I think this is a lovely idea. During my wedding service, the minister mentioned that my father had died only a few weeks previously. Should he have not mentioned a sad event on a happy occasion?

EverybodysStressyEyed · 28/04/2014 12:11

My in laws find the way I parent weird. I'm just very firm about what I will and will not allow and remove the children from situations I'm not happy are safe. This is a lot easier now the children are old enough to stand up for themselves!

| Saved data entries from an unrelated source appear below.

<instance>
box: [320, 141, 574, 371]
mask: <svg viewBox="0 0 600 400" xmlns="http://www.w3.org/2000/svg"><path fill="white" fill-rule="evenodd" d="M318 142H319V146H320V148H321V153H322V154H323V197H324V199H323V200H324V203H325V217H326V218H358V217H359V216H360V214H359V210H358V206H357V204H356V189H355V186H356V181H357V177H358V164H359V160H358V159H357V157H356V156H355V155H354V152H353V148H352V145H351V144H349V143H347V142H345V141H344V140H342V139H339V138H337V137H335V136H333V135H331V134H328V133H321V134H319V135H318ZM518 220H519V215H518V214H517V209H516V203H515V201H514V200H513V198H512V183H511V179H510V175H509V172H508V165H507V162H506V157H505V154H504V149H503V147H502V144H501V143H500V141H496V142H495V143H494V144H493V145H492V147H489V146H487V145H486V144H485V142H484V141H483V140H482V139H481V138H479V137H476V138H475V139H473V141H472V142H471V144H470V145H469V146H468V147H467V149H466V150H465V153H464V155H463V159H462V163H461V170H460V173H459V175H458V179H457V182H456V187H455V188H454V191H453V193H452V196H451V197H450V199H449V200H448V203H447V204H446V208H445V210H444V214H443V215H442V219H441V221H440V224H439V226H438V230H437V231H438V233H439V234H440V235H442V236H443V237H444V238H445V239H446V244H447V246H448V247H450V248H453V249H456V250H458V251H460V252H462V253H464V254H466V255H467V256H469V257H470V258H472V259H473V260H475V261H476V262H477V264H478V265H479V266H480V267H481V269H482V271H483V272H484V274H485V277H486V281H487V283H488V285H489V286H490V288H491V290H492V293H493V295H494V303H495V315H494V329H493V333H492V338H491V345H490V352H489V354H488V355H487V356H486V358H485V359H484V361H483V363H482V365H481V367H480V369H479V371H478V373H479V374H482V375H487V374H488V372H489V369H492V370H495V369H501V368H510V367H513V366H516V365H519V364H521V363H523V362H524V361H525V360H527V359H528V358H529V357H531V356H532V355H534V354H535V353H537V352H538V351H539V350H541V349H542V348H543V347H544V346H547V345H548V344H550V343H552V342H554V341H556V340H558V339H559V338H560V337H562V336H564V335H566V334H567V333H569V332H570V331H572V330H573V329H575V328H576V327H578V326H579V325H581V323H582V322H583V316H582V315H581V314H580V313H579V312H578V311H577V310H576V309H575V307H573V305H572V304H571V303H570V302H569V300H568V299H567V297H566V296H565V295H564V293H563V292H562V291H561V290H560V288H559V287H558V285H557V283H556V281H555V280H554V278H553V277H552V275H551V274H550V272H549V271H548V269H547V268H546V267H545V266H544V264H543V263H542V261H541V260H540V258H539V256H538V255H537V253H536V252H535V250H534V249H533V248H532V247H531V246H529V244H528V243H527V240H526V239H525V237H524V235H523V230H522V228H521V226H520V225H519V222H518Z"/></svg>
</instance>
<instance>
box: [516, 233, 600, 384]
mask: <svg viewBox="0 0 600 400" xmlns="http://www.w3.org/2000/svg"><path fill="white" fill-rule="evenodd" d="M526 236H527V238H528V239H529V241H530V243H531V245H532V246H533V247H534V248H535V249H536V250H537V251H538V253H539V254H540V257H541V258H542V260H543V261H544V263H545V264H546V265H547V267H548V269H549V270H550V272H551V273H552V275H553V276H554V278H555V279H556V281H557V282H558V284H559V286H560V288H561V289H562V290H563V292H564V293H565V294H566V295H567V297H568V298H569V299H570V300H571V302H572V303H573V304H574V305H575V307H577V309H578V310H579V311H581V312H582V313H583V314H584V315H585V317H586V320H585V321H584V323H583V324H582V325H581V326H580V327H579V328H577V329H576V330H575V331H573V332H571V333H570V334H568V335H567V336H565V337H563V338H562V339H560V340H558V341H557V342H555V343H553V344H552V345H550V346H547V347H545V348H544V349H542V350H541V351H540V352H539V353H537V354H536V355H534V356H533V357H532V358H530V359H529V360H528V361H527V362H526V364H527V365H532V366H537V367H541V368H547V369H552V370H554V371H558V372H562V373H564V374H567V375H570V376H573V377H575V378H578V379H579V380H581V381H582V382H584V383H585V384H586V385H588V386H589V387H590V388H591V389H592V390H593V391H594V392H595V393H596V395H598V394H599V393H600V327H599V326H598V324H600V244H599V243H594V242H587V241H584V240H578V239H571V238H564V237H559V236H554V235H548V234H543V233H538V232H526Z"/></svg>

Life is too short to get angry about in laws. You are stuck with them now so take a step back. Practice a serene smile that all weird comments are met by. My stock reply has always been 'well the world would be a boring place if we all did the same thing'

OnlyLovers · 28/04/2014 12:12

Happy, the point is that the OP's partner WAS ALREADY going to mention the anniversary. What's got up the OP's nose is the SIL behaving as though no one else had been considerate enough to think about it, and she had to be the one to tell them to.

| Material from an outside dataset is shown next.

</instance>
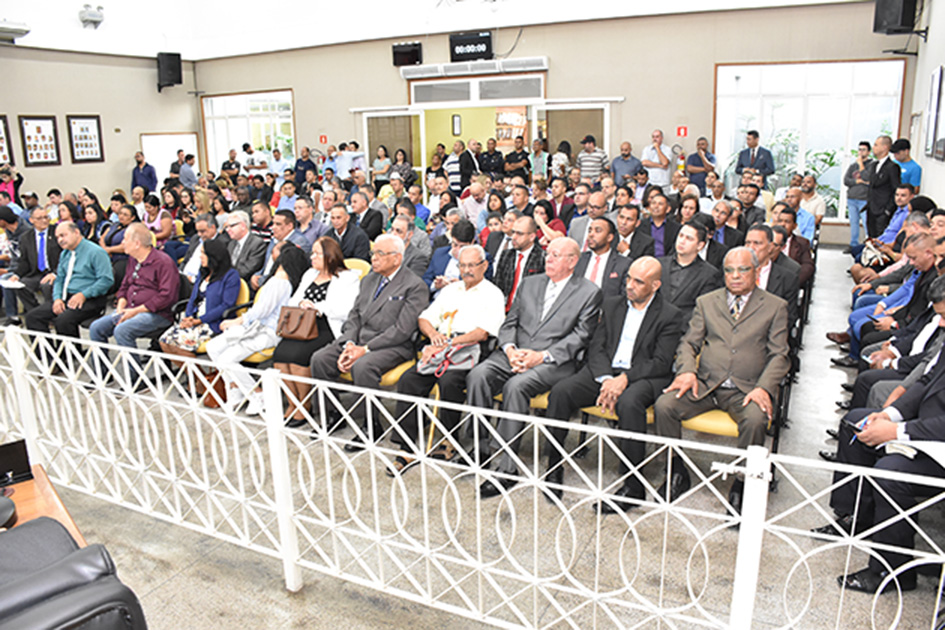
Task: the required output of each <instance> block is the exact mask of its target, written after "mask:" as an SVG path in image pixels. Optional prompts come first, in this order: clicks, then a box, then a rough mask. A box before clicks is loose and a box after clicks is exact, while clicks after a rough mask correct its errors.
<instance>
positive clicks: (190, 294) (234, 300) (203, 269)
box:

Granted, there is also a shedload of backstory behind it.

BUT I really don't think the OP doesn't believe it to be a lovely idea per se.

Fizzybangfanny · 28/04/2014 12:12

At least she asked!

My MIL would have said .. " you put that in won't you? You don't mind me askng do you ? I knew you wouldn't mind!"

With out waiting for a bloody reply!

DenzelWashington · 28/04/2014 12:13

Oh, I don't know about toning down the anger, myself. I've got an in-law like this. My deal with DH was, ok, you don't want or need me defending you and getting in the middle, fine. You deal with the stuff directed at you. But I'll deal with the stuff directed at me and my family. I won't be insulted or dictated to, I won't suffer in silence, I won't have this person organising me and telling me what to do or taking over my house.

So that was our deal. In the end, it never did come to any kind of confrontation. In-law has been firmly kept at a distance.

In your place, I would let go of anything your SIL says about DH, except possibly to tell her quietly you don't want to hear it. It is his sibling relationship and he has to decide how it goes and what he minds about. This is an area where letting it wash over you probably is your best bet.

But you really do not have to take overwrought calls about how terrible you are, or digs about how inadequate your family are etc. There, I think you can take your own counsel about whether you want to say or do anything.

Clearly, your SIL is not your friend, so from now on I would never initiate contact or have much to do with her. Let your DH do it if he wants to. And if she is coming over to see him, you don't have to be there.

EverybodysStressyEyed · 28/04/2014 12:18

Denzel - I agree but if she calls op to have a rant I would be more tempted to say 'I will pass you onto your brother/get him to call you back' or just not answer when she calls and let dp. If done to the face just a smile and a patronising 'well we are all entitled to an opinion' and walk off.

Nothing annoys someone like this more than indifference! They want confrontation.

DenzelWashington · 28/04/2014 12:20

I think that is probably the best strategy mosat of the time, Everybody. I'm not advocating angry shouting or anything like that, but sometimes people do just have to be bluntly told you are not putting up with their crap.